The costs of ETS
Brian Fallow looks at the costs of an ETS. It all depends on the price of carbon. Treasury is budgeting $23 a tonne, but a last minute change to the scheme has pushed this up to a likely $50 per tonne, and by 2020 it is predicted the cost will be $70 a tonne. For now we will go with $50 a tonne.
- Inflation to increase by around 0.7% per year for the next two years
- Retail electricity prices to increase by 20%
- Petrol prices to increase by 12c/litre
- Reduce payout to dairy farmers by 50c/kilo (once agriculture fully in the scheme) or 6%
As Fallow notes:
It would be a perverse outcome for the global climate if growth of the pastoral farming sector in New Zealand were hobbled by climate change policy here, only for the demand for dairy products and meat it might have satisfied to be met instead by production elsewhere in the world whose carbon hoof-print (emissions per litre of milk or kilogram of meat) is greater.
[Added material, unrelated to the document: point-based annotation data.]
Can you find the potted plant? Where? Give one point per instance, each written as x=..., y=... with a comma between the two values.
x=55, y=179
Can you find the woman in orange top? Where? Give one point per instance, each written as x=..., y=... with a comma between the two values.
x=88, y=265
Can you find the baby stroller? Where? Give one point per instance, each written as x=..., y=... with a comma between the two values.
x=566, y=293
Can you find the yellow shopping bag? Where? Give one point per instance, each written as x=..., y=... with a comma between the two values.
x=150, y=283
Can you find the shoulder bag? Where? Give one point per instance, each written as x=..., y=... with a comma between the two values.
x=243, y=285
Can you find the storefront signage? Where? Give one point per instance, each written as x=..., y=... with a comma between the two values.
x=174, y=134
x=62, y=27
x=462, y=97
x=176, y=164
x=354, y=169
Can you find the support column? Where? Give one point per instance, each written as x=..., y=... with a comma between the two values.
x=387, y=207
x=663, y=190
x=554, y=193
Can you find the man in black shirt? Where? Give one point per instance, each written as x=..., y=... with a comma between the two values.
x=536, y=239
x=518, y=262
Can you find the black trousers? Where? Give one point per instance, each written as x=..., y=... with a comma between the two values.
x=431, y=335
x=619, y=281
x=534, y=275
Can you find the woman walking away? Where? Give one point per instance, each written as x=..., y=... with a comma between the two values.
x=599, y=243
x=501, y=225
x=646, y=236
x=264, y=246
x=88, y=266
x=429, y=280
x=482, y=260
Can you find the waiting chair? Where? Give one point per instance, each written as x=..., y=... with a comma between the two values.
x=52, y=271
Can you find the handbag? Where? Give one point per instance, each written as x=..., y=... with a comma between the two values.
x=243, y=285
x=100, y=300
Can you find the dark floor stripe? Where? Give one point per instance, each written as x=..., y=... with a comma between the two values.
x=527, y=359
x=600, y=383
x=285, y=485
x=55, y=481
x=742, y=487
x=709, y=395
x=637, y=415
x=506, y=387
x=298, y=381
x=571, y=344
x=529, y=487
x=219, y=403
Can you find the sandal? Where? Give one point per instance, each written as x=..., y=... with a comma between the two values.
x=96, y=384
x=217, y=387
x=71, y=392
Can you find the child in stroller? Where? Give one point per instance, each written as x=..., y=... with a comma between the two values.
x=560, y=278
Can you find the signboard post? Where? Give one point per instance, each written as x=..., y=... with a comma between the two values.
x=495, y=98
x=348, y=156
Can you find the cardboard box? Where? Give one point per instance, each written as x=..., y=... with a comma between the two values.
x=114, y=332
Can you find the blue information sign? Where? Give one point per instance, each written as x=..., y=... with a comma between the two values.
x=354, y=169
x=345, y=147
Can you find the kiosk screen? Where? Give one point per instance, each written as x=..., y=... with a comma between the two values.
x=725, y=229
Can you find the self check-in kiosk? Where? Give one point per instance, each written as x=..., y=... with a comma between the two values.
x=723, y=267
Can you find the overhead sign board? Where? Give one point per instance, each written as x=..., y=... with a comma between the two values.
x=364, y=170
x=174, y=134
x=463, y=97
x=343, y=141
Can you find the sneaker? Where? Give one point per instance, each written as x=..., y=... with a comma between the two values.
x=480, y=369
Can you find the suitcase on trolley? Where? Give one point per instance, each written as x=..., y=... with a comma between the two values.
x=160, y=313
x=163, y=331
So the ETS exempts livestock emissions altogether until 2013 and taxpayers will continue to pick up the great majority of the bill (up to 90 per cent) until at least 2019.
Agriculture is not the only sector where the NZ ETS may simply lead to production transferring off shore, which will result in even worst environmental outcomes, and a drop in income for New Zealand.